Özer’in koleksiyonunda 2 bin eser yer alıyor ve müze, ziyaretçilere ücretsiz olarak kapılarını açıyor. Yıllar içinde farklı dönemlerde ürettiği bebeklerden oluşan müze, hem folklorik hem de fantastik tasarımları ve büyük kompozisyonlarıyla dikkat çekiyor.
Eşi ile Ortak Çalışmanın Gururu
Müzenin dekor ve sahne düzenlemelerinde eşi de destek veren Özer, “15 yıl önce hobi amacıyla başladığım bez bebek sanatında 2 bin bebeklik bir müzeye kavuşmanın sevincini yaşıyorum.
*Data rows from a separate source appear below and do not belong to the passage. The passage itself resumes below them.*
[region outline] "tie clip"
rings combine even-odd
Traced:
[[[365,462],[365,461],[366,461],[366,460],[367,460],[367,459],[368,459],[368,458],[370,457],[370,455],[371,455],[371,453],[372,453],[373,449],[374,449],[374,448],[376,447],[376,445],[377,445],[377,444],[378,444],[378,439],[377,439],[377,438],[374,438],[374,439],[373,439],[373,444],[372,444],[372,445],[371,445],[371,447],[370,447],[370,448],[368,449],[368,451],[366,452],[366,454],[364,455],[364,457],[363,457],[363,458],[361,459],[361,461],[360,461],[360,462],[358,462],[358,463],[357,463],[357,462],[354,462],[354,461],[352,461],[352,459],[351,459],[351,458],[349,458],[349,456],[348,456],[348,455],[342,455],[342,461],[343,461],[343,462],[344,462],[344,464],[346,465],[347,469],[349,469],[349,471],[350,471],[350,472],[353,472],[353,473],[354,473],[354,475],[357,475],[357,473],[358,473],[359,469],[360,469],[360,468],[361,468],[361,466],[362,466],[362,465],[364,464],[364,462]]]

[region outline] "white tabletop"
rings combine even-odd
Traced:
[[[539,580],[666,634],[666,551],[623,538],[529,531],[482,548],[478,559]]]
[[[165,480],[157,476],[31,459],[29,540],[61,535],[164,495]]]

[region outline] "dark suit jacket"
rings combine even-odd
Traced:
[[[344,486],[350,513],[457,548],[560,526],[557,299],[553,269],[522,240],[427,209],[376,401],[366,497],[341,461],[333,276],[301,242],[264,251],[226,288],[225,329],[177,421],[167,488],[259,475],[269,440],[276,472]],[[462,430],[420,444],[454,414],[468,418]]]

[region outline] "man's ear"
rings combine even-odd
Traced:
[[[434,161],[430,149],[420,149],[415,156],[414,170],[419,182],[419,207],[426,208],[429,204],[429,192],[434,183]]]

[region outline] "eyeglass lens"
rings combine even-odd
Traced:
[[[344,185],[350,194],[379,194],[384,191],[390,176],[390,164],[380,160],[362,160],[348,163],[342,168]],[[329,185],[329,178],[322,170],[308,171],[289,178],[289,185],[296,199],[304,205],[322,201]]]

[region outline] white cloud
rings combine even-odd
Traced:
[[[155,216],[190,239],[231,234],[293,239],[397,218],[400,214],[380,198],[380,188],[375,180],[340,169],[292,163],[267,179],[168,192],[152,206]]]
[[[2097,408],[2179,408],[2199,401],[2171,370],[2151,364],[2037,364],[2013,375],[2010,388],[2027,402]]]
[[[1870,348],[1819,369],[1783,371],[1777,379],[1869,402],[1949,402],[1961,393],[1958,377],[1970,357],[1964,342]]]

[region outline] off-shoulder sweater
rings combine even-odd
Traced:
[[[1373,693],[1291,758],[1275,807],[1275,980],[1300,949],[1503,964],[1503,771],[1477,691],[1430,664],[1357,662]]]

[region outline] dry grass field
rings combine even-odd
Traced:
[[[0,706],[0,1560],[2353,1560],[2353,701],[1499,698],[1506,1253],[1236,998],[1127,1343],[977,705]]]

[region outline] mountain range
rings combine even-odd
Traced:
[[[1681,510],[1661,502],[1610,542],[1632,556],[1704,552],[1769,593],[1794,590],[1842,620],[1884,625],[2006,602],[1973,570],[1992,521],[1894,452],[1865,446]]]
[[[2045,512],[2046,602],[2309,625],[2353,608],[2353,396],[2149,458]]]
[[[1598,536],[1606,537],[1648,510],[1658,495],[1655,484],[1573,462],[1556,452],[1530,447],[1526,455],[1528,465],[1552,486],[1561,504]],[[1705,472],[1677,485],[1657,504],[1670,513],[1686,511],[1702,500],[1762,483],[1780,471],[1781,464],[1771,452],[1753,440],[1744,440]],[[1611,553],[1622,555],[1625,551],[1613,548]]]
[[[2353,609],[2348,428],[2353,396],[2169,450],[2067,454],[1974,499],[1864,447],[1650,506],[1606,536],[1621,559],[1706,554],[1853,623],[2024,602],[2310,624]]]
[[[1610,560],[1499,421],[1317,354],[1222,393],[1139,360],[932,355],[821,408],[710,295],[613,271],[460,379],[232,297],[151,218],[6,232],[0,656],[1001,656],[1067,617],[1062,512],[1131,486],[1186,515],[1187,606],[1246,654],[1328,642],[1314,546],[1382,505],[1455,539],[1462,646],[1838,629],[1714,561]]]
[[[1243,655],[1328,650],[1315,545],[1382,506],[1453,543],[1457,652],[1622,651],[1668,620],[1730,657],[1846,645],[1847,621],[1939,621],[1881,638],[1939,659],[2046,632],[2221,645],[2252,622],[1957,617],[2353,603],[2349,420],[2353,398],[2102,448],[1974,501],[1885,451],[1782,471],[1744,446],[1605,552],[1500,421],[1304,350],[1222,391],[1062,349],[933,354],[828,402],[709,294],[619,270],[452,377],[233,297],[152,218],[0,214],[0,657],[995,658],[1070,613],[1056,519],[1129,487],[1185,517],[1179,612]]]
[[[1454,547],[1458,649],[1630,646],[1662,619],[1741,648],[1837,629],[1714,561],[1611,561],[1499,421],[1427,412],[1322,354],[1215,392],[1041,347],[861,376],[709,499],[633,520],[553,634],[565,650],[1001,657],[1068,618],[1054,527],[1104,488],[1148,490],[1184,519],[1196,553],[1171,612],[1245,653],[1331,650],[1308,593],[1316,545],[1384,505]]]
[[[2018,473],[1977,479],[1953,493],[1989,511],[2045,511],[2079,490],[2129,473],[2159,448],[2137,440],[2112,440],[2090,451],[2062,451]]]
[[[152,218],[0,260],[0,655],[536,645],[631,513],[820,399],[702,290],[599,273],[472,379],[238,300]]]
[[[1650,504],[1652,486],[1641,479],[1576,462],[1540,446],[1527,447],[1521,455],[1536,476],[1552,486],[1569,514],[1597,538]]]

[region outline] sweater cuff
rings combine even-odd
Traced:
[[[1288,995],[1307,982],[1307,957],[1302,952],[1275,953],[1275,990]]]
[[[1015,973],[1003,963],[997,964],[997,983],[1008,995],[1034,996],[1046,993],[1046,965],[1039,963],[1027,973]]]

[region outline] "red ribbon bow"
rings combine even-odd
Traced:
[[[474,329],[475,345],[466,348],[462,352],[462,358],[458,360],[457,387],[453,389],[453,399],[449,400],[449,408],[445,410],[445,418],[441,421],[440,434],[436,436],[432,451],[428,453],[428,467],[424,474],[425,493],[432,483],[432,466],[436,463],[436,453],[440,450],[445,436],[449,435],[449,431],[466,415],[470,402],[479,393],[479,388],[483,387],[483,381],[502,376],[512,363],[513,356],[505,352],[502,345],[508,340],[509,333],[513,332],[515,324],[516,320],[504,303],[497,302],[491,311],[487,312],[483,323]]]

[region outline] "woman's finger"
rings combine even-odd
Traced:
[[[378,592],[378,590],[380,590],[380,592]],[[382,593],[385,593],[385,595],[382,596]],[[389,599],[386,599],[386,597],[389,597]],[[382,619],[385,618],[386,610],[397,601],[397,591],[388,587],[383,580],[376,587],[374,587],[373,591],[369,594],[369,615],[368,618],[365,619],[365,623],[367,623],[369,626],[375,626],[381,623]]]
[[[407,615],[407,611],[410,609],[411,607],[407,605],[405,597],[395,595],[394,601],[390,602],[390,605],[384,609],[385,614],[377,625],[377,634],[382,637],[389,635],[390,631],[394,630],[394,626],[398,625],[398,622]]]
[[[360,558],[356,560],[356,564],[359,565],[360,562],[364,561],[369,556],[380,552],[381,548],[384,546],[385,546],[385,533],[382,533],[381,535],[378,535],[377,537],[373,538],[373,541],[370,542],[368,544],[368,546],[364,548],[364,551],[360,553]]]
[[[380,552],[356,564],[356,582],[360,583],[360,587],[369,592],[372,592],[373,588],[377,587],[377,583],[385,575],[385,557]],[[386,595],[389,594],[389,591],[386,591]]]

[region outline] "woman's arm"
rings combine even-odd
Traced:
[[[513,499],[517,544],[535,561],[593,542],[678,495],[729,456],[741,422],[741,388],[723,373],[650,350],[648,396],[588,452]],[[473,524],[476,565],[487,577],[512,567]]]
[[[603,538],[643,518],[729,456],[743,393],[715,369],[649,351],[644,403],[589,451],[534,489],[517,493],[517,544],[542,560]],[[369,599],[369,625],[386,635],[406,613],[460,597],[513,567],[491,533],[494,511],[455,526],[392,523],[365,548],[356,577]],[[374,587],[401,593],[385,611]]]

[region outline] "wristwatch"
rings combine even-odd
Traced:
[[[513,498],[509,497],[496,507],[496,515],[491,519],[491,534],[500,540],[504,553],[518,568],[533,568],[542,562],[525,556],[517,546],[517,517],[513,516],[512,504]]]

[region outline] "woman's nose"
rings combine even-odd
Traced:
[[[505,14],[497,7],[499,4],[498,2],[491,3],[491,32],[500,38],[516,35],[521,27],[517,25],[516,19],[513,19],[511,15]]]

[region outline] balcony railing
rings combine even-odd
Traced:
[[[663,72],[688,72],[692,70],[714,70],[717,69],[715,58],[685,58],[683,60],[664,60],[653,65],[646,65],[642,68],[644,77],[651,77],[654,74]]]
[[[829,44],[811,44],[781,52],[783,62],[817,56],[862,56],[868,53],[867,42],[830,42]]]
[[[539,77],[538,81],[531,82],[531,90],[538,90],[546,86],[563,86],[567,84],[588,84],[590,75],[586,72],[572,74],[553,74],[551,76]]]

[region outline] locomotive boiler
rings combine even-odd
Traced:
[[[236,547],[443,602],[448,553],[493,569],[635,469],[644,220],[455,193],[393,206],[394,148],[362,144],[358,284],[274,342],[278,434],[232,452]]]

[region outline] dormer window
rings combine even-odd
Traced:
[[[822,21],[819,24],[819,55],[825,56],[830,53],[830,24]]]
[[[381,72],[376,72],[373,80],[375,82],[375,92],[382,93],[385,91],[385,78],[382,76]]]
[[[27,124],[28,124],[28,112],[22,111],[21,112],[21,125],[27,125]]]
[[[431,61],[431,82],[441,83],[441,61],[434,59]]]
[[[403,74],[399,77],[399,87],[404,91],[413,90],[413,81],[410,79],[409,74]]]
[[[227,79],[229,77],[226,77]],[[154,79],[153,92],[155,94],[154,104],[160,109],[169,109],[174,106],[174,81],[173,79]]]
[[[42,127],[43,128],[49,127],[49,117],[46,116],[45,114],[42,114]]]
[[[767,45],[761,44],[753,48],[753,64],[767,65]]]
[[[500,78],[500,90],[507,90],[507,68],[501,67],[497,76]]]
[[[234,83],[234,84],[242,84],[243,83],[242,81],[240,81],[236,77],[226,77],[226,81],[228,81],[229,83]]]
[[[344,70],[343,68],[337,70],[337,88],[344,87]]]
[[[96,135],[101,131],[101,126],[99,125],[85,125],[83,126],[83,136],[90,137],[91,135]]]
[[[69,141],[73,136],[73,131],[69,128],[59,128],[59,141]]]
Müzedeki eserler, yaptığım bütün dönemleri kapsıyor ve bu benim için büyük bir gurur kaynağı. Dekorların yapımında da eşim yardımcı oldu, kendisine çok teşekkür ediyorum” dedi.
Kendi Masalının Kahramanlarını Yaratıyor
Sanatçı Özer, yaptığı bebeklerin sadece geleneksel olmadığını vurgulayarak, “Müzedeki bebekler aslında tasarım bebekler ve hayal dünyamın eserleri. Folklorik veya yöresel bebekler pek yapmıyorum. Ben kendi masalımın kahramanlarını oluşturuyorum. Dünyada bilinen 'doll art' yani sanat bebekleri kategorisine giriyorlar” şeklinde konuştu.
Müze Her Gün İlk Günkü Gibi Ziyaret Ediliyor
Müzenin kendisi için büyük bir anlam ifade ettiğini belirten Özer, sözlerini şöyle noktaladı:
“Müzenin açılışı 2025 Mart’ta gerçekleşti, ancak 15 yıl önce oluşturulmaya başlandı. Her gün müzeyi ilk defa geziyormuş gibi ziyaret ediyorum. Bebekler yoğun ilgi görüyor ve bölgedeki en çok ziyaret edilen müzeler arasında yer alıyor. Ziyaretçiler, bir kişinin bu kadar çeşitli üretim yapabilmiş olmasına şaşırıyor. Bazı bebeklerin çok gerçekçi olmaları, ara sıra bebek korkusu olanları bile etkiliyor; ama bu da benim hoşuma gidiyor.”